IOT/Abort trap in pthread_kill at 0xd005f734 ($t1)
0xd005f734 (pthread_kill+0x88) 80410014 lwz r2,0x14(r1)
(dbx) where
pthread_kill(??, ??) at 0xd005f734
_p_raise(??) at 0xd005f1a4
raise.raise(??) at 0xd02a38f0
abort() at 0xd0307778
myabort()() at 0xd0244aac
terminate()() at 0xd0242df0
terminate()() at 0xd024424c
__DoThrowV6() at 0xd02468f0
std::vector<zmq:oll_t::fd_entry_t,std::allocator<zmq:oll_t::fd_entry_t> >::_Xlen() const(this = 0x200091d0), line 317 in "vector"
std::vector<zmq:oll_t::fd_entry_t,std::allocator<zmq:oll_t::fd_entry_t> >::insert(std::_Ptrit<zmq:oll_t::fd_entry_t,long,zmq:oll_t::fd_entry_t*,zmq:oll_t::fd_entry_t&,zmq:oll_t::fd_entry_t*,zmq:oll_t::fd_entry_t&>,unsigned long,const zmq:oll_t::fd_entry_t&)(this = 0x200091d0, _P = &(...), _M = 2147483647, _X = &(...)), line 63 in "vector.t"
poll.std::vector<zmq:oll_t::fd_entry_t,std::allocator<zmq:oll_t::fd_entry_t> >::resize(unsigned long,zmq:oll_t::fd_entry_t)(this = 0x200091d0, _N = 2147483647, _X = (...)), line 193 in "vector"
poll.std::vector<zmq:oll_t::fd_entry_t,std::allocator<zmq:oll_t::fd_entry_t> >::resize(unsigned long)(this = 0x200091d0, _N = 2147483647), line 190 in "vector"
poll.std::vector<zmq:oll_t::fd_entry_t,std::allocator<zmq:oll_t::fd_entry_t> >::resize(unsigned long,zmq:oll_t::fd_entry_t)(this = 0x2ff21f80, _N = 4048429592, _X = (...)), line 48 in "poll.cpp"
zmq::io_thread_t::in_event()(this = 0xd68568c0, 0x20008650, 0x0), line 32 in "io_thread.cpp"
zmq::ctx_t::~ctx_t()(this = 0x2ff22080, __dtorFlags = -246531096), line 59 in "ctx.cpp"
zmq.zmq_init(io_threads_ = 1), line 243 in "zmq.cpp"

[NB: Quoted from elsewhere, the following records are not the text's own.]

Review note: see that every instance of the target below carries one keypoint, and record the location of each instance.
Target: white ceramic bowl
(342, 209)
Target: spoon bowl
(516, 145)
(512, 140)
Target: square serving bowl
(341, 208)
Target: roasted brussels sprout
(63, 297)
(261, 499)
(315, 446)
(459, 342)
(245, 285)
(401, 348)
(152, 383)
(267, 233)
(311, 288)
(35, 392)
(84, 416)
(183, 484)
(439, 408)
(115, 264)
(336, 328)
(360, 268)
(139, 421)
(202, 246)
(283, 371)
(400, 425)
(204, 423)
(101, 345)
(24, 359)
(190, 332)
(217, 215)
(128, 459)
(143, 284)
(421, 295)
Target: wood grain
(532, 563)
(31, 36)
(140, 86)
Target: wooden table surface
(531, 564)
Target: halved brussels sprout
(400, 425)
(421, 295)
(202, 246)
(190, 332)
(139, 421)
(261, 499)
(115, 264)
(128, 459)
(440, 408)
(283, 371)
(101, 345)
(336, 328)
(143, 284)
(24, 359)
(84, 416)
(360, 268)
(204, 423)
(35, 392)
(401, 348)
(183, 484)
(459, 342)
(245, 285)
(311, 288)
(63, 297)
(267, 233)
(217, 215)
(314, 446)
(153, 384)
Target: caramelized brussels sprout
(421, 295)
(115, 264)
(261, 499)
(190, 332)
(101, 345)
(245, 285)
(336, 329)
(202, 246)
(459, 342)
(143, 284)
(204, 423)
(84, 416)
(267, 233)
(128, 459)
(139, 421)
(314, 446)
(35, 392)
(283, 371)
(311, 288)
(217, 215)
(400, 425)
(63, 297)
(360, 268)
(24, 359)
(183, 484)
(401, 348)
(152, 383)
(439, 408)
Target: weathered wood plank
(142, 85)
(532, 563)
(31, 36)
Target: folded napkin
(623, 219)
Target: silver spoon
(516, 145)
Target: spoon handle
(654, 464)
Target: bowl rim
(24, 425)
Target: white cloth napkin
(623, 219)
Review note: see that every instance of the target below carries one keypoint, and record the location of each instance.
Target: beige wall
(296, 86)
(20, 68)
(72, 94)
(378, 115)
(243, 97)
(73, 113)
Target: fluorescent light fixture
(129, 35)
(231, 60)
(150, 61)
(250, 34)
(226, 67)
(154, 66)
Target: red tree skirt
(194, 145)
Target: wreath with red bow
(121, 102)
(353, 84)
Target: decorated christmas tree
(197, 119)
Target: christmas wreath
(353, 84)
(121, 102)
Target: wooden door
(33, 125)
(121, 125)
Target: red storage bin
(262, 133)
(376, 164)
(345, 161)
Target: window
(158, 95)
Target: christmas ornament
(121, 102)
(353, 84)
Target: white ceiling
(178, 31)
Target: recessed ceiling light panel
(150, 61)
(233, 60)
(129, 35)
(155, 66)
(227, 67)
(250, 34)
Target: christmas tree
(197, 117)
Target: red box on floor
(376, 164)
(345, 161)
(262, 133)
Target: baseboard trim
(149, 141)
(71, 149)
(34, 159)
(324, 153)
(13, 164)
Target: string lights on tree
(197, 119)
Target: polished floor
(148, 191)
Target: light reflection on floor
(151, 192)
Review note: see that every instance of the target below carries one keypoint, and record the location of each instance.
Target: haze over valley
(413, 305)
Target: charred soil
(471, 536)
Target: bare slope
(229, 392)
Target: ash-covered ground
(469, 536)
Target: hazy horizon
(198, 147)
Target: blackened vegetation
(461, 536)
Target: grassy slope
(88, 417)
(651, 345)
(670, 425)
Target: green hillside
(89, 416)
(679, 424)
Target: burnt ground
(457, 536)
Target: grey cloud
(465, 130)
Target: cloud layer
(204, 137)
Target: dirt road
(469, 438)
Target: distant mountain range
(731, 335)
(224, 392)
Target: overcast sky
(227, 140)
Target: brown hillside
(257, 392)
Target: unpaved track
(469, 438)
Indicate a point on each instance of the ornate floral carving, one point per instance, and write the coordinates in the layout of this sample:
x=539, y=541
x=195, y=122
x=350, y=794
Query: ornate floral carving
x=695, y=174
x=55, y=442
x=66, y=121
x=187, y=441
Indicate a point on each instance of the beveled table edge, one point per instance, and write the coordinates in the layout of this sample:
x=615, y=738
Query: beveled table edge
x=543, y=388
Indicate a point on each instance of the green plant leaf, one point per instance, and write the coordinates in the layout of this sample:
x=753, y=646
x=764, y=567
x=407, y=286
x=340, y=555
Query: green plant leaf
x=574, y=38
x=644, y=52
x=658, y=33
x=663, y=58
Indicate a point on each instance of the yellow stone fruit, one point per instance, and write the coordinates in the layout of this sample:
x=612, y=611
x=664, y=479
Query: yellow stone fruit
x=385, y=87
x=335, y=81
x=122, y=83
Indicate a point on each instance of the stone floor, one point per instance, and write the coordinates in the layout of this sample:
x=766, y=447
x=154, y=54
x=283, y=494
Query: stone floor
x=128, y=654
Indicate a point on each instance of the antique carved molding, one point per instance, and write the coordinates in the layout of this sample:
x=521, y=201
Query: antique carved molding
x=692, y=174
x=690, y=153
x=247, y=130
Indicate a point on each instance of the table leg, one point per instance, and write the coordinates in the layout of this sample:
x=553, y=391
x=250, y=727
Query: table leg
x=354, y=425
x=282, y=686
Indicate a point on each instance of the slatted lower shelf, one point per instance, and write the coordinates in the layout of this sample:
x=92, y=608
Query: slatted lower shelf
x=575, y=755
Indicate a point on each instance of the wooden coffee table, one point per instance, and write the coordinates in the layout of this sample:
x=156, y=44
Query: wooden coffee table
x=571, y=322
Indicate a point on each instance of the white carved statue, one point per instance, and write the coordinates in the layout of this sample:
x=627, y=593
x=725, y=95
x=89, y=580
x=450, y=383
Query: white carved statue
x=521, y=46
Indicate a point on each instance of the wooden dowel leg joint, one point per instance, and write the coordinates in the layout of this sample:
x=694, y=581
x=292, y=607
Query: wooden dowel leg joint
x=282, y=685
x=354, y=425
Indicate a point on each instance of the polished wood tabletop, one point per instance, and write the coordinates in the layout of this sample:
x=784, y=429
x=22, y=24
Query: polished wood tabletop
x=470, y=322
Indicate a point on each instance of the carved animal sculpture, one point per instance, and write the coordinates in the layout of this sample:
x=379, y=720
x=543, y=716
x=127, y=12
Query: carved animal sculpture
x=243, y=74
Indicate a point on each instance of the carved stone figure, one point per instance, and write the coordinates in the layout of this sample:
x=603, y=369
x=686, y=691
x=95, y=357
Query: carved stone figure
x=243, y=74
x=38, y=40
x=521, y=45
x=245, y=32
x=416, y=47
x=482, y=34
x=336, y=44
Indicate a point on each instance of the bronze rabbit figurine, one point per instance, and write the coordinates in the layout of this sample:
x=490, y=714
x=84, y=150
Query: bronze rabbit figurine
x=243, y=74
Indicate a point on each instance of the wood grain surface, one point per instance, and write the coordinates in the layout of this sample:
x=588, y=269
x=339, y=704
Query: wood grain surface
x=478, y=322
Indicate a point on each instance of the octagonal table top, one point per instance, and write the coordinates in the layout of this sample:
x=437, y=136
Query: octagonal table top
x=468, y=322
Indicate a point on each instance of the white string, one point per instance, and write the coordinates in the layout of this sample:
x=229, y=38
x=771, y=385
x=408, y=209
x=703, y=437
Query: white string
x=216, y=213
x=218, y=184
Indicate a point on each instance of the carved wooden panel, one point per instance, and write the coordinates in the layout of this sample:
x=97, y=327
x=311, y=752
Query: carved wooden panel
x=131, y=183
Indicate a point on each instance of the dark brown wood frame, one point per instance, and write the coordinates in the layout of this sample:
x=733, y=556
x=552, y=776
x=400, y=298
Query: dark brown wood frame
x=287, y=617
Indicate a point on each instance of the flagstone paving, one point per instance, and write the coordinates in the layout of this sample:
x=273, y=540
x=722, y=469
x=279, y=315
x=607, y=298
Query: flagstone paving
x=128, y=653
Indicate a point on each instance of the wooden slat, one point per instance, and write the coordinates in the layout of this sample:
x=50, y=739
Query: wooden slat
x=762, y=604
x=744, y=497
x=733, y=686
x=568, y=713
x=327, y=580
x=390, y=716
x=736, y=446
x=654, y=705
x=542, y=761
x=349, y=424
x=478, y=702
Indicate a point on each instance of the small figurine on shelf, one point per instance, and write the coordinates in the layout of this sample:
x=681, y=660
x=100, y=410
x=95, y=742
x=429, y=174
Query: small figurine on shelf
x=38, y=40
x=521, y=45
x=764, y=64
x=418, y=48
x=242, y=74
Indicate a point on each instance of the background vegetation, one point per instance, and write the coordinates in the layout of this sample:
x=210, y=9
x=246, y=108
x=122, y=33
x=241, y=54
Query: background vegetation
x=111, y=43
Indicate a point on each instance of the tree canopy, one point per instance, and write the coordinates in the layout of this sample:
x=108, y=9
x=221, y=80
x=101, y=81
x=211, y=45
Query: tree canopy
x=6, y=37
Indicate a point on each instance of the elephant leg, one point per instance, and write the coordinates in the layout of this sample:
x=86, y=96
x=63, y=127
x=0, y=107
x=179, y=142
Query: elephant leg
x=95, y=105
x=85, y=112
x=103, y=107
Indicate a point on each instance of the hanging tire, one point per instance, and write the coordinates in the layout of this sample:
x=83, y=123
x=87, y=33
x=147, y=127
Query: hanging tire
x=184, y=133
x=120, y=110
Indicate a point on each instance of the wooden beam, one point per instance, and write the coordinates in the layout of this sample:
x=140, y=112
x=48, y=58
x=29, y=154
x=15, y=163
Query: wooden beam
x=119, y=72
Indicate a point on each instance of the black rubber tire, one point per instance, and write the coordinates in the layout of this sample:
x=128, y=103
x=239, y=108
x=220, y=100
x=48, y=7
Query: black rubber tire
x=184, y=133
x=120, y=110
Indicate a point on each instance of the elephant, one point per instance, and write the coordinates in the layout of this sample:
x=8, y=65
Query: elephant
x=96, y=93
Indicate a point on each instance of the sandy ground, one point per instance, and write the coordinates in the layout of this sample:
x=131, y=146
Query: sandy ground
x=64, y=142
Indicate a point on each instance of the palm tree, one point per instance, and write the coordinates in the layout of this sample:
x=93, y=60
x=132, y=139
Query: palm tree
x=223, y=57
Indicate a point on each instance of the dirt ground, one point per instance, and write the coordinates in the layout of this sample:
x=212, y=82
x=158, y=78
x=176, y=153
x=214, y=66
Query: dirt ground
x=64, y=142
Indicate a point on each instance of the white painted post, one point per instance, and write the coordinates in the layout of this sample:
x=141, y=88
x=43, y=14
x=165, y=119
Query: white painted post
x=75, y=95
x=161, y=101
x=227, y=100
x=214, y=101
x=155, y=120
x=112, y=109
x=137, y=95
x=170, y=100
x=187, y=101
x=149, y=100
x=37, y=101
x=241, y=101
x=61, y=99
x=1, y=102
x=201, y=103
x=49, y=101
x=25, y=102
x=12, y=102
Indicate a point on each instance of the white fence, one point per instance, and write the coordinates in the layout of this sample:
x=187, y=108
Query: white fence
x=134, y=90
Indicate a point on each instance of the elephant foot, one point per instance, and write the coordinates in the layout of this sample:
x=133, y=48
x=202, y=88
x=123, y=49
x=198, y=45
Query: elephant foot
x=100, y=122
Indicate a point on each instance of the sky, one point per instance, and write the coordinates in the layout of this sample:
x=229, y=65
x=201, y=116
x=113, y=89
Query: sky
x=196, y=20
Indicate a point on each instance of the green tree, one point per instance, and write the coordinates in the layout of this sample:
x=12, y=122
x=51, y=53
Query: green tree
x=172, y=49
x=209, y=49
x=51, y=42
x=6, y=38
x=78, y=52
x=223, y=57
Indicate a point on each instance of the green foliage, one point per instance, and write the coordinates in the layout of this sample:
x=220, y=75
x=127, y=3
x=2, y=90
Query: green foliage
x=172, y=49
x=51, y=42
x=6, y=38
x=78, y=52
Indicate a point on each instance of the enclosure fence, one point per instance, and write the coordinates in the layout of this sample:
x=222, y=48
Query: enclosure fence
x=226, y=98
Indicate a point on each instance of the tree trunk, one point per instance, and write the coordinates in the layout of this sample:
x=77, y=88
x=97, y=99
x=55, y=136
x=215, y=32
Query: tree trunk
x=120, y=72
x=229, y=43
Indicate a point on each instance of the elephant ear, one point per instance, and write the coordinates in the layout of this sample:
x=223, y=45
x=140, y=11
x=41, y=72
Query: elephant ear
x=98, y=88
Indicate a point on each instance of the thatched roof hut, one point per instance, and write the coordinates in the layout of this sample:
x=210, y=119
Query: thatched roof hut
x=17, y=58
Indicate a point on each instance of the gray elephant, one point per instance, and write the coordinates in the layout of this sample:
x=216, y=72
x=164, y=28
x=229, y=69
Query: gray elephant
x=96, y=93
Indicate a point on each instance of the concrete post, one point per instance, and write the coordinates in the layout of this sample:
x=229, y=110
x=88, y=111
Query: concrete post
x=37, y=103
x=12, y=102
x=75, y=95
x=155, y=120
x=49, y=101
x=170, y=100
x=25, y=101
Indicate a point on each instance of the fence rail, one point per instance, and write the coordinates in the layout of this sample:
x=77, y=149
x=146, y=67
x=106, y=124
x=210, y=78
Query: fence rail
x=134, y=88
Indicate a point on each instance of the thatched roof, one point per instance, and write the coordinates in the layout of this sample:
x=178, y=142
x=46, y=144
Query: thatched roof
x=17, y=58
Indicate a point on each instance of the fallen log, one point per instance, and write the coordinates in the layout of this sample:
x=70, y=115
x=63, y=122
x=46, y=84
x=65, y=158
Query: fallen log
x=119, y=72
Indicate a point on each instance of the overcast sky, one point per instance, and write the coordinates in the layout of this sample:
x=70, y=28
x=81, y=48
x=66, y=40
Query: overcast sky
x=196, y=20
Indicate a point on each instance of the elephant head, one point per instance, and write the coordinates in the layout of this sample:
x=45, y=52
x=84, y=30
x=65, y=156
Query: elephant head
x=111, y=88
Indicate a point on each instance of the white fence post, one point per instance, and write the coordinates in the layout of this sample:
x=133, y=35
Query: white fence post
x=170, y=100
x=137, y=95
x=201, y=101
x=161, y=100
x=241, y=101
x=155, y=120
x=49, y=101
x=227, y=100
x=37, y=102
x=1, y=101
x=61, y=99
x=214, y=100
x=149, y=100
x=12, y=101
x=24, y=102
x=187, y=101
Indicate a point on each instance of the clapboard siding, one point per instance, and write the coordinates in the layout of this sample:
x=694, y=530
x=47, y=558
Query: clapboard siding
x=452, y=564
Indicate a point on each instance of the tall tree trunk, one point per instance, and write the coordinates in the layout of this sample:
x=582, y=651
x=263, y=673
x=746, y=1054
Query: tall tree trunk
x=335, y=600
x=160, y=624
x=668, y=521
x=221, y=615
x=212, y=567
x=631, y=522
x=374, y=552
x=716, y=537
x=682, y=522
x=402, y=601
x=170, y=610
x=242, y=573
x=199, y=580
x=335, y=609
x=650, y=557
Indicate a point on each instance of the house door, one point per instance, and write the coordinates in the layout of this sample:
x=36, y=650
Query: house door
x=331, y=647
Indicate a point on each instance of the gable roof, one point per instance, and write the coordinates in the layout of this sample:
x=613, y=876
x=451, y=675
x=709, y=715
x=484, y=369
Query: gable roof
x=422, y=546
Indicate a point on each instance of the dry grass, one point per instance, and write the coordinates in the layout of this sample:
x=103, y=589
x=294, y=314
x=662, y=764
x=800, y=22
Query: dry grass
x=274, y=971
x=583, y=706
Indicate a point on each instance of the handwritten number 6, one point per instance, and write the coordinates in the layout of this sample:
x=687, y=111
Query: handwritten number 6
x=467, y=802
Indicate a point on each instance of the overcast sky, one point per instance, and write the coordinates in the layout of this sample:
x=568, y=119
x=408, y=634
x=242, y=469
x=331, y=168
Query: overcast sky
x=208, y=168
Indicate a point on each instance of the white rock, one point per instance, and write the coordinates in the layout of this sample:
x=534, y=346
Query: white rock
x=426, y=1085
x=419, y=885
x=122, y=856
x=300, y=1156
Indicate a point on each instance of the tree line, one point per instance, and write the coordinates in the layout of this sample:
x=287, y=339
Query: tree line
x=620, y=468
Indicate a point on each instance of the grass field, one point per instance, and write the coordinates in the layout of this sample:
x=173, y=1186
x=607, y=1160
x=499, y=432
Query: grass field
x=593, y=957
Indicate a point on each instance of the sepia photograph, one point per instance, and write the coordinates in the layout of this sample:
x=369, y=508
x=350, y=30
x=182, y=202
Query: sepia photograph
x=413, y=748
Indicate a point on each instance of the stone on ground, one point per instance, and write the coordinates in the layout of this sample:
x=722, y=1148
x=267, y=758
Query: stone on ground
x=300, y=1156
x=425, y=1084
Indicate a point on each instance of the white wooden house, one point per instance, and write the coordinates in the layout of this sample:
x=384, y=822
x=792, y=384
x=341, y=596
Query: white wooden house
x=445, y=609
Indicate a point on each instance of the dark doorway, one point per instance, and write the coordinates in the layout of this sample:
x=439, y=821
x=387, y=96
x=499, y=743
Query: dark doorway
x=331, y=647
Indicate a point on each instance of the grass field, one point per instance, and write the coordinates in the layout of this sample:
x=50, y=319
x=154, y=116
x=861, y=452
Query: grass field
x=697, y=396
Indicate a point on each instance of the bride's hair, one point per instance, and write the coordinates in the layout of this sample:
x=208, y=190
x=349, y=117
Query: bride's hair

main(), line 18 in "HelloWorldServer.c"

After some digging around, I found out that in poll.cpp, the call to getrlimit() for RLIMIT_NOFILE resource returns 2147483647 when the ulimit for no of files per process is set to 'unlimited'. Thus, the next statement which tries to resize fd_table, core dumps.

As a work around, I have forced the ulimit to a reasonable number (256 for now) in my environment. However, I think that the code should handle this condition in a better way (probably use a sane default value, or return with an exit code/message).